The option-pricing model is a mathematical formula, which takes current market factors as inputs then calculates an options theoretical fair market value and associated risk parameters called Greeks.
Spot price: Current market price of the underlying assets or instrument [individual stock].
Strike price: This is the price at which an option permits its owner to buy or sell the underlying asset.
Maturity Date: The date when the option will expire, i.e. it will become worthless after this date. Increasing time to expiration increases the value of calls and puts. The more time remains, the more values the underlier can potentially take on, so the more likely it is for an option to expire in the money.
Interest rate: The interest rate is the current risk-free interest rate.
Increasing interest rate increases the value of a call and decreases the value of a put.
Dividend yield: A financial ratio that shows how much a company pays out in dividends each year relative to its share price. In the absence of any capital gains, the dividend yield is the return on investment for a stock.
Volatility: Volatility is the most interesting price factor to option traders. Volatility is the measure of the speed of the market. Markets that move slowly are low-volatility markets; markets that move quickly are high - volatility markets.
Increasing volatility increases the value of both calls and puts. The more change a stock price, the more likely it is that an option on that stock will expire in the money.
The models output the theoretical price of the option and option risk parameters called "Greeks". The "Greeks" are used to gauge how different movements in the market will affect the price of the option.
Option price: The price (premium) is paid or received for purchasing or selling options.

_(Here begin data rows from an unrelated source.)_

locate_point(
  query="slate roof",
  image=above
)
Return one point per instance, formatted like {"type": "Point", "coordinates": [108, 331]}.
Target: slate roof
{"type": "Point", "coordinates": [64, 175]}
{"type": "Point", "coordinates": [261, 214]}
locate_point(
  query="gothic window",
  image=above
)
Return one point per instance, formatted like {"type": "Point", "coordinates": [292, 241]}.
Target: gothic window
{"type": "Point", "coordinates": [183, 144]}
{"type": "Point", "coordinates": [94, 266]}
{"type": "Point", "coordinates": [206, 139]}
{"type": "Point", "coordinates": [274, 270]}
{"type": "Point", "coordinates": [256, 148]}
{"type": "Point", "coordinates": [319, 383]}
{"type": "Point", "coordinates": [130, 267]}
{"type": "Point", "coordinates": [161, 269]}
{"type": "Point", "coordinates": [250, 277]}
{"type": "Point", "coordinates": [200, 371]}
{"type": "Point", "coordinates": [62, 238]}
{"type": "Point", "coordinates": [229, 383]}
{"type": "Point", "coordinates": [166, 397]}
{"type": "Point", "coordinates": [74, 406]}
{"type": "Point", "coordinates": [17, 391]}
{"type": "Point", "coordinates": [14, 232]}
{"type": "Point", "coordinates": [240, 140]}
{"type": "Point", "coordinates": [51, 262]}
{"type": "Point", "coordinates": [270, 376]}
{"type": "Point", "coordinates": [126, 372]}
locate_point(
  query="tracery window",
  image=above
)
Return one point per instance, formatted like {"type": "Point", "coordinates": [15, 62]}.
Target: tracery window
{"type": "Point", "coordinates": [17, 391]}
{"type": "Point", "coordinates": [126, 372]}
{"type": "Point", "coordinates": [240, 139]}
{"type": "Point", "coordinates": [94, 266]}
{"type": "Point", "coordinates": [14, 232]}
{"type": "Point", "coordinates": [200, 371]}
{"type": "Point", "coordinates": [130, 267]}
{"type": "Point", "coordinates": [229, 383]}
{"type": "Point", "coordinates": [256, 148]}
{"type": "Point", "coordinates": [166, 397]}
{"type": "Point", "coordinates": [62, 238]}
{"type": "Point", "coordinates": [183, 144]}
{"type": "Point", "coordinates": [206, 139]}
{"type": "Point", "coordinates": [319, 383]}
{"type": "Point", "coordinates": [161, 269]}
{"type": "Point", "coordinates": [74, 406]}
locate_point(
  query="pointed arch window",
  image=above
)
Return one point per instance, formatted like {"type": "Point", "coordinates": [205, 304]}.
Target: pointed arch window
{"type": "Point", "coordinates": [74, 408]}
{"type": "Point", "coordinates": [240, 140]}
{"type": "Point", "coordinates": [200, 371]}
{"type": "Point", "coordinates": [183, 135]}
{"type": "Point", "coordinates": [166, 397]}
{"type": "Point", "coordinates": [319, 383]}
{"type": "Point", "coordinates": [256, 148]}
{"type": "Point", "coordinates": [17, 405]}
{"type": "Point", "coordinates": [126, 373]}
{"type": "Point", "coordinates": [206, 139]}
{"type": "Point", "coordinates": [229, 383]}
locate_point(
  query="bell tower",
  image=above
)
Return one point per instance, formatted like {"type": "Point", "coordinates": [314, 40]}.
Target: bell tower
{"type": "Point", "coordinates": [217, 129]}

Increasing stock prices increases the value of a call and decreases the value of a put. A call is an option to buy at a set strike, the more you would have to pay without the call, the better off you are as a holder of the option. A put is an option to sell at a set strike so the relationship is reversed. You want your strike price to be more than you could get by selling spot, so as the stock price increases, the value of a put option decreases.

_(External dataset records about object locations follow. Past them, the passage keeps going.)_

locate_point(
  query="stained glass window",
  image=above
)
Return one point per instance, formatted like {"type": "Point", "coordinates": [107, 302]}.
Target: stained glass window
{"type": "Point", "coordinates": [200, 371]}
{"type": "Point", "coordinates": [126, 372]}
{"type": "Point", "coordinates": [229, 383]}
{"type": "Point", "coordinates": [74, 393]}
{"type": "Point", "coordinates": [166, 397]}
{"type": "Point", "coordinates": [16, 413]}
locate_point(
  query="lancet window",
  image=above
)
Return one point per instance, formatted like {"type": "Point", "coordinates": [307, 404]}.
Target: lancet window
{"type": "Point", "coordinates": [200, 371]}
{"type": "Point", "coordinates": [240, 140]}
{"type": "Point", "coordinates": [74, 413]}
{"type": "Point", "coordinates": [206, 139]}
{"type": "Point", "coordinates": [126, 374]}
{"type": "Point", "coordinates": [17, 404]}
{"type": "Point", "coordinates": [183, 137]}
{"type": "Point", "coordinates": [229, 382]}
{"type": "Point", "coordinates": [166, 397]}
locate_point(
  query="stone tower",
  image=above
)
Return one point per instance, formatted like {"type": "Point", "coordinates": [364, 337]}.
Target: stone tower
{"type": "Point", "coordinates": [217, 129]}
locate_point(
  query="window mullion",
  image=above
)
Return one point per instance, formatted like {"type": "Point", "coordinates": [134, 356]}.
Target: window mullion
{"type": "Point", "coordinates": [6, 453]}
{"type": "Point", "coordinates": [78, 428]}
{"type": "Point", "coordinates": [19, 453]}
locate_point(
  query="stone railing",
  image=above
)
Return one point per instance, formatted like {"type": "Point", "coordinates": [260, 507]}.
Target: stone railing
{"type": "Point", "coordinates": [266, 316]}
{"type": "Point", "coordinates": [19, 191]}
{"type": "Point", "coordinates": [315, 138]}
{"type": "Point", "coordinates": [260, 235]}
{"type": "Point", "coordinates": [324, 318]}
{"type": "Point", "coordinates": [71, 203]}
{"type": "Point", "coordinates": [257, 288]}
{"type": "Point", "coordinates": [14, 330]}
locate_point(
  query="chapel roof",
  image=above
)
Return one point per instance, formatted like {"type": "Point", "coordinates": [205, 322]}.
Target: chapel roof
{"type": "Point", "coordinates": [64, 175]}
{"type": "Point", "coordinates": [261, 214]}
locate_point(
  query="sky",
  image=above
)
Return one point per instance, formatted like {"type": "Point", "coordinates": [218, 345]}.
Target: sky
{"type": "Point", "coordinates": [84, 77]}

Increasing strike price deceases the value of a call and increases the value of a put. The difference between spot and strike determines the value of an option, so increasing strike price is like decreasing the stock price and decreasing strike price is like increasing stock price.
Delta: Delta represents the ratio of the change in an option’s price to a given change in the price of the underlying asset or instrument. In other words, if
the underlying changed by a given amount the option price would change by a fraction (the delta) of that amount.
Gamma: Gamma represents the rate of change of an option’s delta with respect to a change in the price of the underlying assets or instrument. In other words,
if the underlying price changed by a given amount the option delta would change by a fraction (the gamma) of that amount.
Rho: Rho represents the rate of change of an option’s price with respect to the change in the risk-free interest rate.
Vega: Vega represents the rate of change of an option’s price with respect to the change in the volatility of the underlying asset or future.
Lambda: Lambda measures the change in option premiums for a percentage point change in its implied volatility. When the lambda value is high, the price of an
option will be more sensitive to small changes in volatility. Conversely, when lambda is low, changes in volatility will have less impact on the options
value.
Theta: Theta represents the rate of change of an option’s price with respect to time. As an option moves closer to expiration the value of Theta increases.